Entró seguida ipso facto por todos nosotros y por otros vecinos que se habían acercado al velatorio y se sintieron cautivados por la duda silencios de la Gladys, como el matrimonio Belascoaráin, los Gandolfo, los Melnik y varios más, todos los cuales nos cerramos en abanico tras el paso de la Gladys, quien entró a la casona como Roca en toldería y sin decir una palabra, y ante el azoro general peor en primer término de la viuda, que se dio vuelta y la miró con rencor, sacó de en medio al padre Kourchenko cuando pretendió intervenir, y con esa voz hombruna que tiene y dirigiéndose al cajón, proclamó:

-Este macho ha sido mío y lo velo yo o no lo vela nadie.

Seguido de lo cual apartó a dos comedidos como Alan Ladd abriendo la puerta del Saloon, caminó hacia la viuda, la miró con desprecio y en un medio giro hacia el féretro, alzó una pierna y de una patada tiró el cajón a la mierda.
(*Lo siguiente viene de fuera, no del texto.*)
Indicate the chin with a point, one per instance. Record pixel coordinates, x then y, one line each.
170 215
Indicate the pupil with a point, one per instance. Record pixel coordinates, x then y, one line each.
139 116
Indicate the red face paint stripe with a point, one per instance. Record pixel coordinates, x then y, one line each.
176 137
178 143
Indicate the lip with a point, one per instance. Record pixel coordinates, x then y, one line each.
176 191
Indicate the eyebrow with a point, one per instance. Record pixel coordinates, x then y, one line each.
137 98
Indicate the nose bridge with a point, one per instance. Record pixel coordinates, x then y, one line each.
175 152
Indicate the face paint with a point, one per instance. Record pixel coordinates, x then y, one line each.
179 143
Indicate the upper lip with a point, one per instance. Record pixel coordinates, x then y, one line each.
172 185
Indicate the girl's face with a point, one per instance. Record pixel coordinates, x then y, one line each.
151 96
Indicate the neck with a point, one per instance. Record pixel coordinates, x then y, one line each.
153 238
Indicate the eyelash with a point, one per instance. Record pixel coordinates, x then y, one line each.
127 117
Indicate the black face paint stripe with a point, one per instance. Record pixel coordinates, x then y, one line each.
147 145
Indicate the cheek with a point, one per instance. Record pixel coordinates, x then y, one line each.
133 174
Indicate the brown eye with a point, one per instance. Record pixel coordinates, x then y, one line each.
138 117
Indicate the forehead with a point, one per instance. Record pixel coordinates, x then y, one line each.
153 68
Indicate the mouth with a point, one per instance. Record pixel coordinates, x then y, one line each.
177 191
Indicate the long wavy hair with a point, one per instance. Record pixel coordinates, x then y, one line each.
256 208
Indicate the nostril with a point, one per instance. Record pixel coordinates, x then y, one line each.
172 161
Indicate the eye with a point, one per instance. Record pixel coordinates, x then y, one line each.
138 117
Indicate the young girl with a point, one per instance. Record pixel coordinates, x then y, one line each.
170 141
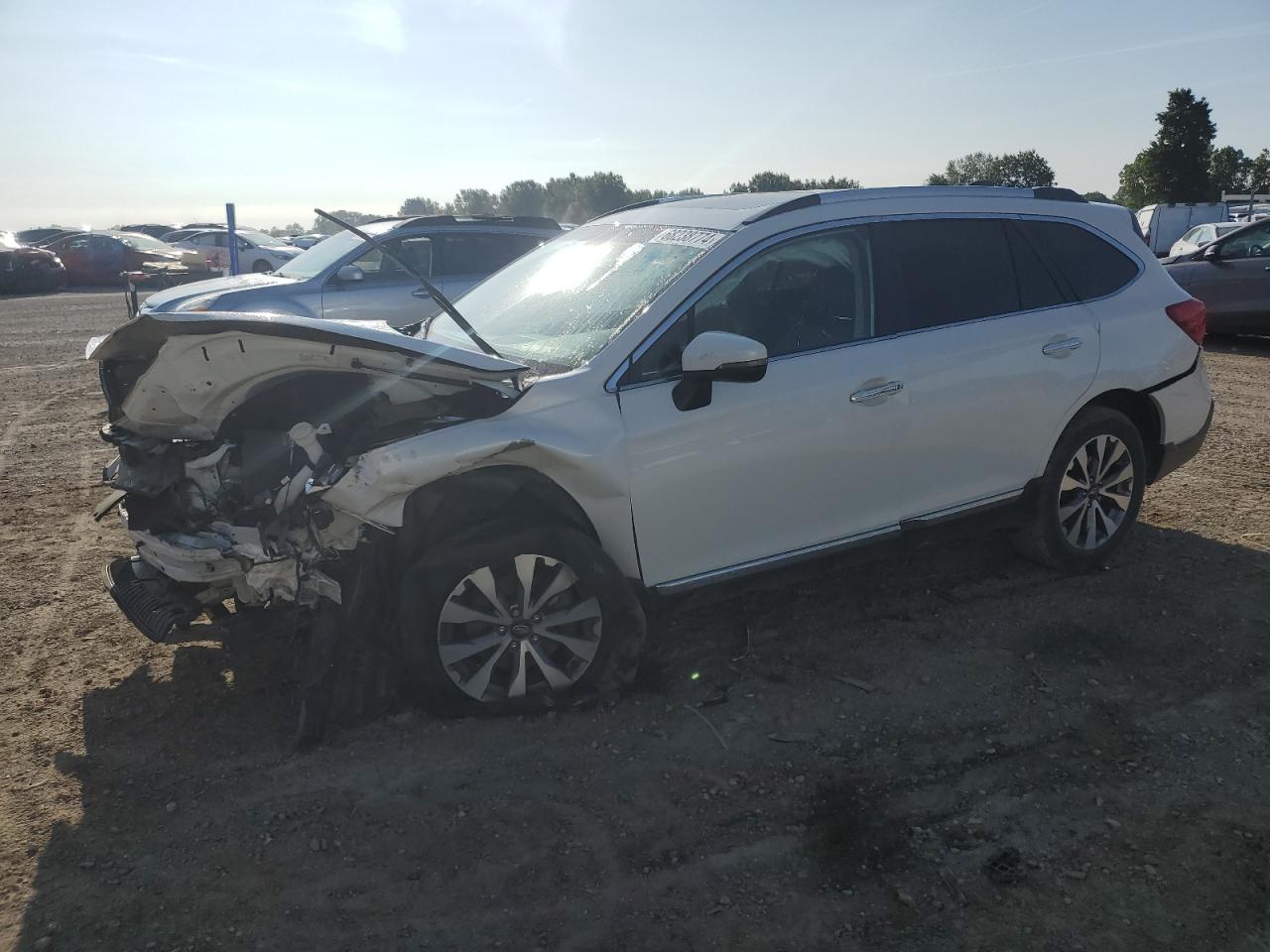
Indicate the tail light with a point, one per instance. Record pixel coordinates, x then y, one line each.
1191 316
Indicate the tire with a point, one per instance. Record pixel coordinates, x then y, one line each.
467 653
1076 530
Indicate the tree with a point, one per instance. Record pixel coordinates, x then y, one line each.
472 200
1259 173
781 181
327 227
1026 169
1179 155
1137 186
418 206
522 197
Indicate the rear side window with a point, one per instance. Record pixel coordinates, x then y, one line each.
948 270
1089 266
481 253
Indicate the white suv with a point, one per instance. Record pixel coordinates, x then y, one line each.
674 395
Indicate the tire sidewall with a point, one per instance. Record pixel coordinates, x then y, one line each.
429 583
1087 425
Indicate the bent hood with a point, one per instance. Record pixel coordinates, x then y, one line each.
178 376
167 299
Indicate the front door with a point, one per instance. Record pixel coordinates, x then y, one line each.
799 460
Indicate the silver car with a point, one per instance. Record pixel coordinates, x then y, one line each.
345 277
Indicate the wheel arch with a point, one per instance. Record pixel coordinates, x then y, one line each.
453 506
1144 416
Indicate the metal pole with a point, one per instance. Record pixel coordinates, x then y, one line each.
232 230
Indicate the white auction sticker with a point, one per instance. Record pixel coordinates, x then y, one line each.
693 238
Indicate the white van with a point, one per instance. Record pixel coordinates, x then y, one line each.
1164 223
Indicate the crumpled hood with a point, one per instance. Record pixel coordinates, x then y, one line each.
167 299
178 376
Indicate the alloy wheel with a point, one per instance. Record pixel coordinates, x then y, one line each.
1096 492
518 627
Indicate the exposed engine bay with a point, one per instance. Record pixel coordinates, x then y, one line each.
229 440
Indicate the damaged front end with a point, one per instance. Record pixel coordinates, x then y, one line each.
231 428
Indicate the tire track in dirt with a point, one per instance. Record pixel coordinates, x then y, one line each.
14 428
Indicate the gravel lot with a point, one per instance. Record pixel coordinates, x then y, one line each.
1023 761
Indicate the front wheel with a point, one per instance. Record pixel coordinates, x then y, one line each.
517 620
1089 493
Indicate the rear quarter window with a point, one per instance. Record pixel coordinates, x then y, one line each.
1092 267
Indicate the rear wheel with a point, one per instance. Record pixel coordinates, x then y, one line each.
1089 493
517 620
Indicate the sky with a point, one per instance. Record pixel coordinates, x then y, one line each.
160 112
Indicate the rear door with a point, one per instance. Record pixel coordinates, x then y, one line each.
997 354
467 257
386 291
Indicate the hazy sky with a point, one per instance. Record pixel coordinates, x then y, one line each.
164 111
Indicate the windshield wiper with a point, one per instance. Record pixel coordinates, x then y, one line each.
445 304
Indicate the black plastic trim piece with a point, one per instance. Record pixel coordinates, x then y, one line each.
1058 194
792 206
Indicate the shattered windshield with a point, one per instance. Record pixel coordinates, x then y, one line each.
559 304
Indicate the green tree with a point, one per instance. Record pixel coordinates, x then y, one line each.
1137 185
327 227
1175 167
522 197
781 181
1025 169
418 206
472 200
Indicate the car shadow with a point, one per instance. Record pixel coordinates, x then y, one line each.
187 777
1250 344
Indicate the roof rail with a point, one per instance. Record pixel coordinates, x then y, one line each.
1052 193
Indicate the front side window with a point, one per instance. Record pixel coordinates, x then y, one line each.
1252 243
559 304
804 295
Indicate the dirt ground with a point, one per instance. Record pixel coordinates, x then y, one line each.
1023 761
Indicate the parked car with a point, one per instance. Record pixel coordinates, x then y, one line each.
347 278
1202 235
32 236
102 257
677 394
155 231
1164 223
26 268
305 241
1232 277
258 253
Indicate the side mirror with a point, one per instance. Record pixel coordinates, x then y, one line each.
712 357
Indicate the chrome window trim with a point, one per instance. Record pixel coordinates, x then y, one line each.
611 384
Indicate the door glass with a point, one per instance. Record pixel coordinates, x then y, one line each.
483 253
949 270
804 295
379 268
1254 243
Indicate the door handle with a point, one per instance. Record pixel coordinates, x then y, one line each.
1061 348
861 397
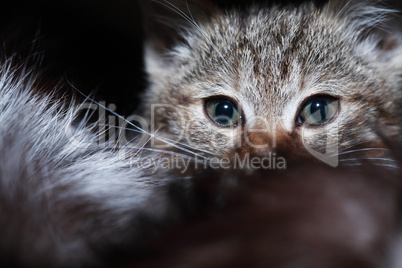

Ramón cayó dando una vuelta sobre sí mismo, en medio del estrépito de los altos candelabros que también se desmoronaron, con palmas y coronas y cintas moradas, y quedó boca arriba (y boca abierta porque se le salió la cosa esa que le ponen a los muerto para apretarles los dientes) mirando absurdamente los calzoncillos de Kourchenko, pues dio la casualidad que también se le abrieron los ojos y quedaron justo bajo la sotana. Sólo la bestia del Rengo fue capaz de reírse en tal circunstancia, con su carcajada procaz, para festejar el comentario en voz bajísima de Gómez, quien dijo que los huevo del cura eran tan inútiles que sólo merecían la mirada del finado. Y de repente reinó el alboroto, y el llanto de algunas mujeres se hizo histérico, y en medio del caos fue impresionante ver a la Gladys agacharse sobre Ramón para acariciarle la frente, cerrarle los ojos y darle un inexplicable beso en la boca, que a mi se me antojó heroico y asqueroso a la vez. Le dijo: "Hasta siempre, mi amor" en voz alta, dirigida al alma de su amado pero también a la conciencia de los allí presentes, y luego se puso de pie y salió despacito, desafiante, caminando a la manera segura y fanfarrona de los policías gordos y con callos plantales, rumbo a la vereda, a la calle, al Fiat que puso en marcha y arrancó, lenta, desahogadamente y para nunca más volver.

Porque esa misma noche de domingo, en La Estrella, circuló la noticia -que confirmaríamos al día siguiente- de que la Gladys se había ido de Resistencia sin despedirse de nadie, sin dejar una nota, un saludo, rumbo a un exilio que con el tiempo la gente se encargaría de fantasear innoble y que ha de ser otra historia que seguramente nadie, nunca, va a saber en Resistencia.

Y a nosotros, los mismos de siempre, la Gladys nos impuso así el triste deber de recordarla en cada velorio. Pues desde entonces nunca más hemos podido asistir a uno sin evocar a esa mujer excepcional.